# Pregnyl - HCG - A Couple of Questions



## Jimbo1977 (Oct 4, 2007)

I just ordered 3 x 1500iu of Pregynl and was expecting 3 x 1500iu amps. However i got three boxes like in the picture. It looks to me like I have a total of 9 x 1500iu amps. Just wanted to make sure they were not 3 x 500iu amps in the box. Don't think it is but wanted to make sure as I don't want to take the wrong amount.

It cost *** for each box so if it was 3 x 1500iu per box then that means that it is ** for each amp. Is this about the right price or do you think that I have been given too much.

So my questions are:-

1. Is three of these boxes 9 x 1500iu?

2. As they are at the moment; in the boxes and not mixed can I just store them in the drawer rather than fridge until I mix them.

3. How long will they last in this unmixed state.

4. It has been suggested that I take a low dose from week 3 till the end @ 250iu every 5 days rather than a large dose at the end. Good idea?

This sounds like a good idea to me to prevent the problem rather than chase it up. However my concerns are that I have read that you should not use it for too long as it will cause desentization of the Leydig cells. So does this only apply to larger doses or do people just ignore this?

5. I have also read that you should take Tamaxifan Citrate with the HCG to block the estrogen and that it can help counteract the problem mentioned above with desenitization.
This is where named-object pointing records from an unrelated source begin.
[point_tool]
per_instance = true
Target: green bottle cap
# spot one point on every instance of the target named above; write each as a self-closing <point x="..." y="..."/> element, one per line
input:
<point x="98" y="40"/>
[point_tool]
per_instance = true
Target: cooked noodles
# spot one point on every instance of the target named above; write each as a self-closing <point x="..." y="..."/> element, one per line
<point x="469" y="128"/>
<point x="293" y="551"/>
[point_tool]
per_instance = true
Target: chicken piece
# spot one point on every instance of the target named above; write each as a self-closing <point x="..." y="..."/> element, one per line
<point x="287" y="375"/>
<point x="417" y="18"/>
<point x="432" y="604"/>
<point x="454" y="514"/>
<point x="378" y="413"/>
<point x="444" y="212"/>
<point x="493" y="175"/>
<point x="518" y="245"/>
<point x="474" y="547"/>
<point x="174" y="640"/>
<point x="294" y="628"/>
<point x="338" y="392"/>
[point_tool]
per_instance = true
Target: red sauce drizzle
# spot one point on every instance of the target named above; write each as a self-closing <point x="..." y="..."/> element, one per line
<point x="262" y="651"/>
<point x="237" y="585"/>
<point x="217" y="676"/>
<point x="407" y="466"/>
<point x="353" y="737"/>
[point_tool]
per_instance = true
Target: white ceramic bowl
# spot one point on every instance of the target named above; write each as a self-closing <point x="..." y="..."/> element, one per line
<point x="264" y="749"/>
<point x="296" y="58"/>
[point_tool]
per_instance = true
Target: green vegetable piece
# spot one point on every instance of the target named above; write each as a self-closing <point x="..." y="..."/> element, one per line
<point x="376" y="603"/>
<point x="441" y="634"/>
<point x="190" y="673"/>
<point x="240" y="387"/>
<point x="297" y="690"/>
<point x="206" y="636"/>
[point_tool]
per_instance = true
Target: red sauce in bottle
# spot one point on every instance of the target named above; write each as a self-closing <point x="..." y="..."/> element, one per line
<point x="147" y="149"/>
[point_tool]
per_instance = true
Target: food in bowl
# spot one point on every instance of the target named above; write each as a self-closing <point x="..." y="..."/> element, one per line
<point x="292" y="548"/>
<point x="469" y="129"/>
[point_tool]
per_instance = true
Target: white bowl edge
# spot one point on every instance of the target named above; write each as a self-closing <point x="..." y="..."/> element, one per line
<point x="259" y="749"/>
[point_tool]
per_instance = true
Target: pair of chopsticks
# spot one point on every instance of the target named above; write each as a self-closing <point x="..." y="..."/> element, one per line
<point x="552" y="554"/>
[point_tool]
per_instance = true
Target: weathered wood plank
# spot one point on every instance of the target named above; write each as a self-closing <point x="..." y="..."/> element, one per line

I am already running Aromasin at 10mg ED so is this enough or do I need the Tamaxifan Citrate aswell? I think I am gyno sensitive as I had probs with dianabol in the past.

BTW im running sustanon for 12 weeks @ 750mg per week (Sun, Wed & Frid)

Sorry, if these sound like stupid questions but would appreciate any feedback.


----------



## greg fear (Nov 8, 2007)

its 1500 per shot mate

3shots in each box


----------



## hackskii (Jul 27, 2003)

Yep 3 amps solution, 3 amps HCG @ 1500iu per amp.

Or 4500iu per box.

You dont have to take all 1500 at once, unless you are saving them for the end of your cycle.

If during your cycle you would do around 500iu, give or take, E3D or twice a week depending.

They look legit to me.

250iu every 5 days might not cut the mustard bro.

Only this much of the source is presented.